Effective inventory management depends on a well-known statistical result: the dollar usage and required stock of inventory items, when sorted in order of size, shows a statistical distribution which is common to human endeavors: the exponential distribution. Almost all of the time, between 10 and 20 Percent of the items in an inventory account for 90% of the costs. This is the basis of the ABC method, which pinpoints where Management must pay attentionin a large inventory system.

There are three basic methods of evaluating inventory usage:

1. Dollar usage per month of each item.

2. Number of months of inventory on hand.

3. Excess inventory dollar stock in excess of stockage and emergency requirements, based on acceptable out-of-stock probability and EOQ.

Each has its uses, and all three need to be tracked.

Following the experience of the heavily skewed nature of typical inventories, people have come to use ABC Analysis as the basic management tool (whence the title of this note). ABC Analysis depends on identifying three groups of stock:

A: The items representing the top 10% in total cost, based on criteria 1, 2 or 3.

B. The items representing the next 10% in total cost, based on criteria 1, 2 and 3.

C. The remaining items, again based on criteria 1, 2 and 3.

The Payoff: In our experience Category A (the top 10%) and sometimes Category B (the next 10%) account for 90% of the inventory cost.

In a recent case, we found that the client could control 90% of the issue cost of a 1586-item inventory by watching only 215 items (Criterion 1, Categories A and B), about 2.2% of the items. The specific items to be watched were not obvious before the analysis was done. An analysis can be performed for Criteria 2 and 3, depending on the client's financial rules.

Below is an actual clip from the summary spreadsheet of that case.
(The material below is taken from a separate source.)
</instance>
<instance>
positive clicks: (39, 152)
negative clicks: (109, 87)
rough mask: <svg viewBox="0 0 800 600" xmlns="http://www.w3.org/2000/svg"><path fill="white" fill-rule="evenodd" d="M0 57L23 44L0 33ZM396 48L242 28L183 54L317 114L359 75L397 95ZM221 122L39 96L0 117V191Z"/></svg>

The entire analysis tracks every item by usage, identifies the "hot" items, and picks up anomalies which might require further investigation.

Anomalies might result from theft, from unexpected failure rates, from problems with the reorder cycle, or from a disconnect between inventory requirements and changes in the facility or systems that the inventory supports.

Implementation

Managing inventory is a day-to-day operation requiring online accounting and statistical analysis, and daily exception management reporting.

The payoff: combined lower inventory costs with rapid response to unusual demands, and, at the same time, less likelihood of running out of an item.

Good analysis demands good data (which many inventory systems supply) but easy and timely management access. It must be based on facts, not hypotheses or educated guesses. Moreover this analysis must be ongoing, at least 3 times per inventory turnover period. This in turn requires:

1. an accessible IT structure,

2. good continuing analysis of actual usage, more than a bookkeeping system, and, most important,

3. good user interfaces, good training, and

4. a "buy-in" by the entire staff, to assure that data are used to manage the operation, and are timely and accurately recorded.

Summary

Good inventory management, as we have described it, results not only in:

(1) cost savings and inventory reduction, but also:

(2) reduced capital costs through longer equipment life,

(3) higher equipment and production uptime, benefiting the bottom line as well as the customers.

(4) employee, management and stockholder (or taxpayer) satisfaction, and

(5) demonstrating that good management practices are being used on a daily basis.

Results are generally demonstrated in 6 months or less. The payoff period is generally 12-18 months.